Мы проследовали за Кошоном, вице-инквизитором и другими священниками (их было шесть или восемь — не помню), и я увидел Жанну сидящей на своей кровати — измученную, подавленную, все еще в оковах. А ведь я надеялся найти ее совсем в. ином положении. И теперь я не знал, что мне делать, как быть. Удар был слишком велик. Я сразу же отбросил мысль, что она изменила своему обещанию. Возможно, я и верил слухам, но понять, как это произошло, не мог.

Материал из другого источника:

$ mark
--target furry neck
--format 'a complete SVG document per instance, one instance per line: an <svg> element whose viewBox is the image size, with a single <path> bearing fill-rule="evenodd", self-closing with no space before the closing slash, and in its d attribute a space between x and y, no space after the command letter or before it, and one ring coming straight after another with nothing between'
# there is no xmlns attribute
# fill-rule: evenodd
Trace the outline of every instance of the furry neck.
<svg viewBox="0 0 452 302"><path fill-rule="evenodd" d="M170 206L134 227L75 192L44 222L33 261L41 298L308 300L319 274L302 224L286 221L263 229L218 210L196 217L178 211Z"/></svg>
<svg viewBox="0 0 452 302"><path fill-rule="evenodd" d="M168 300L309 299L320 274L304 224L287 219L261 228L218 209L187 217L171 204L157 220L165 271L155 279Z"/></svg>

Победа Кошона была полной. Долгое время он ходил раздраженный, озабоченный, угрюмый, но теперь эта хмурость с него сошла, уступив место тупому, безмятежному самодовольству. Его багровое прыщеватое лицо расплылось в злорадной улыбке. Он шел, влача свою пышную фиолетовую сутану, и остановился перед Жанной, широко расставив ноги; и так стоял с минуту, вперив в нее хищный взгляд и явно наслаждаясь видом этого несчастного, загубленного создания, завоевавшего ему столь высокое место среди верноподданных слуг кроткого и милосердного владыки вселенной, спасителя мира — господа нашего Иисуса Христа, при условии, конечно, если англичане сдержат слово, данное этому выродку, этому живому олицетворению вероломства.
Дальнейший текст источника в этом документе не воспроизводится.